La historia de nuestra sociedad está en constante construcción e, incluso los eventos pasados, pueden transformarse cuando les damos un vistazo fresco desde otra perspectiva u obtenemos nuevas evidencias sobre ellos. Recientemente, el último caso se ha dado con el ahora reconocido doctor transgénero Alan L. Hart.

Durante décadas, su historia y logros se mantuvieron ocultos de los ojos del mundo. Afortunadamente, los registros que quedaron detrás de él permitieron que el historiador Jonathan Katz lo identificara y procediera a dar a conocerlo en el mundo actual.

Orígenes: la educación de Lucille Hart

La historia del doctor transgénero Alan L. Hart inició con su nacimiento el 4 de octubre de 1890. Para entonces, el mundo conocería a Alberta Lucille Hart, presentada en Halls Summit, Kansas, Missouri.

Lucille Hart, a la derecha. Crédito: Lewis & Clark Special Collections & Archives.
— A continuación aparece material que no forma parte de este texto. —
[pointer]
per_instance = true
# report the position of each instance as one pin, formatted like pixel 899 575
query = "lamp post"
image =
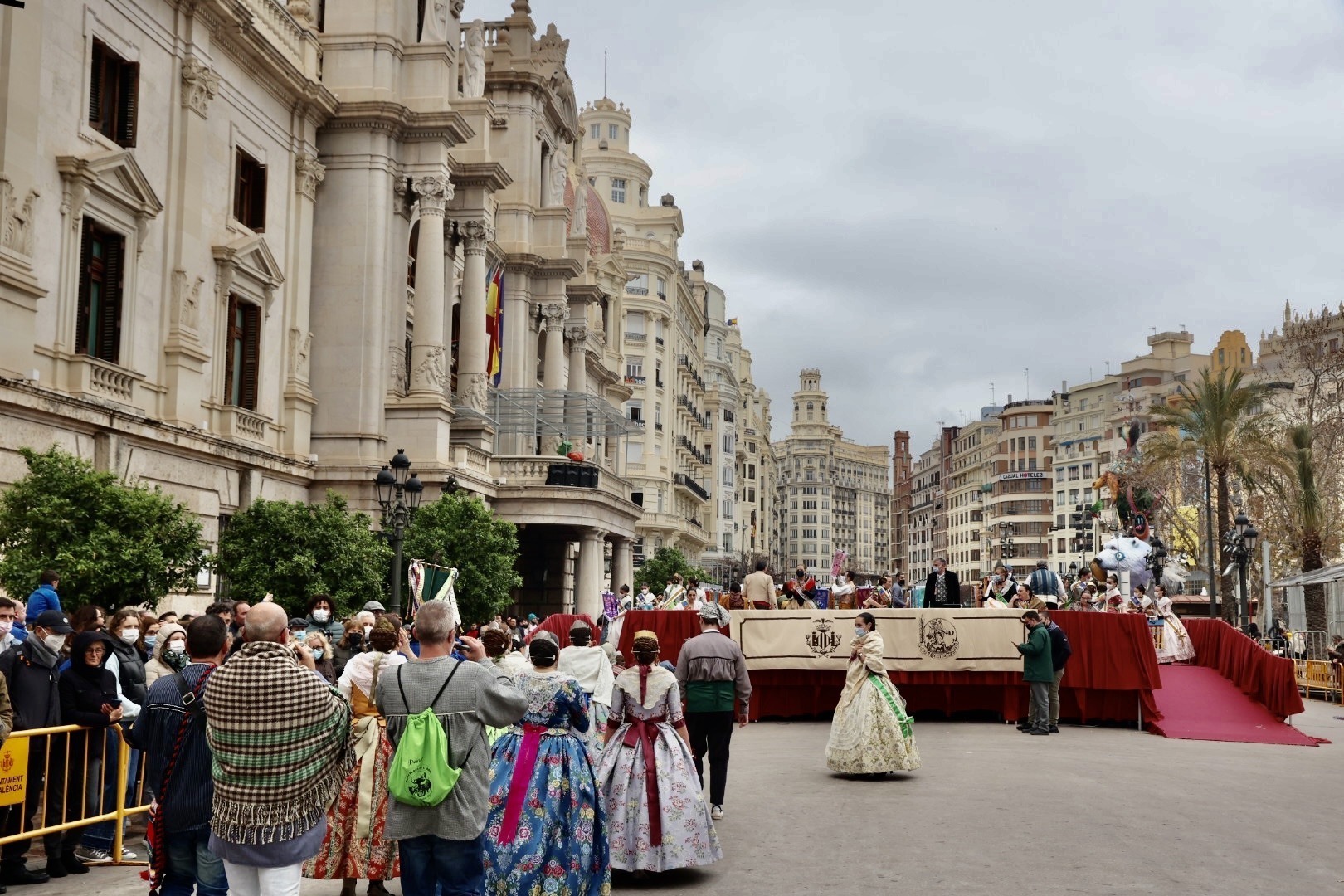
pixel 1241 546
pixel 398 494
La pequeña niña, tras enterarse de la temprana muerte de su padre, Albert Hart, le prometería a su madre que crecería para convertirse en un hombre que la cuidaría. Desde esos primeros momentos, se verían los dos detalles que marcarían la vida de Hart: la manifestación de su verdadera identidad de género y su deseo de cuidar y proteger a los demás.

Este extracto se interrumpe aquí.